Like a Girl was originally started by Elizabethton High School students Taylor Long and McKenna Kiser as a project in the Bartleby program. However, Kiser, now a senior, is no longer involved in the group and has been replaced with Abby Markly.
The focus of the group is centered around current social issues faced by today’s girls in their formative years, such as bullying, self-esteem, and kindness to other girls. The activities, according to Taylor Long, are project based instead of “just preaching things to girls.”
“We have open topics that the girls want to talk about it as well as a specific topic we want to focus on every week,” Long said. Long explained that these topics and activities could be an elaborated self-defense event to a lesser involved personal hygiene discussion faced specifically by girls.
The club also wants girls to be more self-confident and focused and less worried about events currently outside their control.

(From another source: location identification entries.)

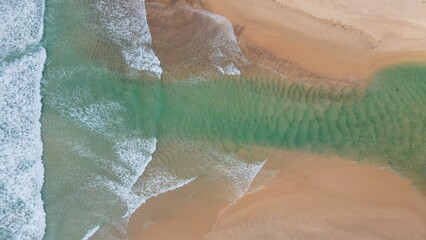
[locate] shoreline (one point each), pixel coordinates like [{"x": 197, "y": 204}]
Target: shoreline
[
  {"x": 310, "y": 195},
  {"x": 336, "y": 47}
]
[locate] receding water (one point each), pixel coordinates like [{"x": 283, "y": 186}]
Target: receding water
[{"x": 113, "y": 139}]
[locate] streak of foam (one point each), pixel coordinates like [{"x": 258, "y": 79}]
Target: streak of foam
[
  {"x": 239, "y": 174},
  {"x": 90, "y": 233},
  {"x": 125, "y": 23},
  {"x": 226, "y": 51},
  {"x": 21, "y": 25},
  {"x": 21, "y": 170},
  {"x": 133, "y": 153}
]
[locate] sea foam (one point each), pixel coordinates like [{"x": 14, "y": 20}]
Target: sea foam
[
  {"x": 21, "y": 26},
  {"x": 21, "y": 170},
  {"x": 125, "y": 23}
]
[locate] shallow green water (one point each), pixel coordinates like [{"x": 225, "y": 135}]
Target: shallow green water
[{"x": 99, "y": 125}]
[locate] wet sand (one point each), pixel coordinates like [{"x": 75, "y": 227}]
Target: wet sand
[
  {"x": 333, "y": 39},
  {"x": 312, "y": 197}
]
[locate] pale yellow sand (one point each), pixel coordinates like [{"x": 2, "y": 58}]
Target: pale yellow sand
[
  {"x": 331, "y": 38},
  {"x": 312, "y": 197}
]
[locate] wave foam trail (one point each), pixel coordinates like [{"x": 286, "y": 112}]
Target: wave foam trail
[
  {"x": 226, "y": 51},
  {"x": 240, "y": 175},
  {"x": 125, "y": 23},
  {"x": 21, "y": 171},
  {"x": 21, "y": 25}
]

“We want them to not get through middle school just to make it through. We want them to see where they are and be able to be content in that and not worry about making it to high school,” added Abby Markly. Markly stressed they wanted to shift the outlook of the girls on doing well in their current situation and be an asset to other girls “now.”
The club is assisted and monitored by school counselors and staff. Ariel Minnick is the club’s counselor and a source where girls can go to for help of complicated social and mental health issues, for which the group has a partnership with the teen operated mental health support group called STRIVE.
The group is also currently supported with planning and direction by the following TAD teachers: Dustin Hensley, who is the teacher of the Community Improvement class that hosts this club as a semester-based project; and Tori Reeves, Rachel Arrowood and Kristin Waite, who serve on a rotation basis as advisors.